Ne abbiamo fatto cenno quattro anni addietro, Il 7 agosto 1974, il funambolo francese Philippe Petit compì la sua impresa più famosa: la traversata a più di 400 metri di altezza delle Torri Gemelle al World Trade Center di New York.
Alle 7 e 15 salì sul tetto di una delle torri e fece avanti e indietro per otto volte su un cavo di acciaio lungo più di 60 metri (spesso poco meno di tre centimetri), vestito di nero e con un’asta per tenersi in equilibrio, camminò, si sdraiò sul filo, si inginocchiò e salutò gli spettatori-osservatori che nel frattempo lo applaudivano. Il tutto durò quarantacinque minuti.
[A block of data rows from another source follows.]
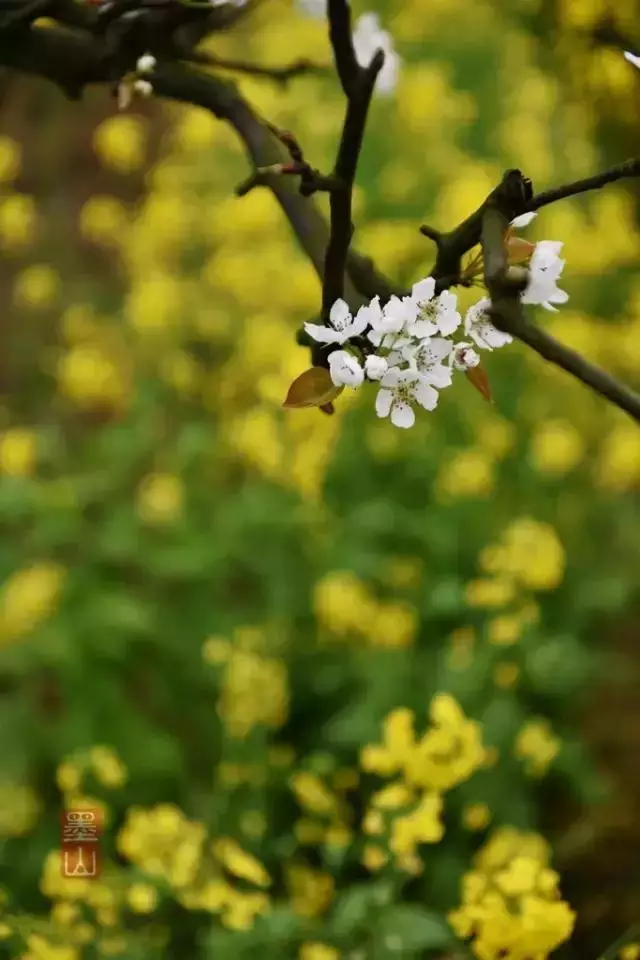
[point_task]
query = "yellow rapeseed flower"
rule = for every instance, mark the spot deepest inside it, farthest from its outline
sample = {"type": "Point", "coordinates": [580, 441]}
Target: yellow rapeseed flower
{"type": "Point", "coordinates": [160, 498]}
{"type": "Point", "coordinates": [142, 898]}
{"type": "Point", "coordinates": [240, 863]}
{"type": "Point", "coordinates": [537, 745]}
{"type": "Point", "coordinates": [18, 220]}
{"type": "Point", "coordinates": [10, 159]}
{"type": "Point", "coordinates": [28, 597]}
{"type": "Point", "coordinates": [311, 891]}
{"type": "Point", "coordinates": [120, 143]}
{"type": "Point", "coordinates": [108, 767]}
{"type": "Point", "coordinates": [494, 592]}
{"type": "Point", "coordinates": [476, 816]}
{"type": "Point", "coordinates": [556, 447]}
{"type": "Point", "coordinates": [318, 951]}
{"type": "Point", "coordinates": [38, 285]}
{"type": "Point", "coordinates": [469, 473]}
{"type": "Point", "coordinates": [18, 452]}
La polizia gli ordinò di fermarsi e, quando Petit decise di farlo, venne arrestato. Visto il successo dell’impresa – che nel frattempo aveva ottenuto grande copertura mediatica – il procuratore distrettuale fece cadere le accuse formali a suo carico e lo condannò ad esibirsi per i bambini a Central Park.
Philippe Petit scrisse un libro circa l’impresa: “Toccare le nuvole“, edito da Ponte alle Grazie. Dallo stesso, nel 2008, fu tratto un documentario (“Man on Wire“) che vinse moltissimi premi, tra cui un Oscar.

Le Torri Gemelle ci riportano irrimediabilmente all’11 settembre, forse perché quella data segnò un prima e un dopo nella storia dell’umanità.
Quella mattina i cittadini di New York, rimasero ipnotizzati di fronte a ciò che stava accadendo. Si misero a chiamare amici, fidanzate, mariti e figli nel disperato tentativo di sincerarsi sulle loro condizioni.
Mai come quel giorno, però, a New York era presente un numero eccezionale di fotografi di fama internazionale: David Alan Harvey, Susan Meiselas, Thomas Hoepker, Gilles Peress, Larry Towell, Steve McCurry, Alex Webb. La fotografia realizzata da quest’ultimo riesce a trascendere il proprio ruolo di pura e semplice fotografia, divenendo un messaggio di speranza per tutta l’umanità.

Chi scrive ha visto da vicino le Torri Gemelle, volando su un elicottero. Lo spettacolo fu intenso, profondo; ma l’11 settembre è riuscito a cancellare tutto. I due edifici non ci sono più.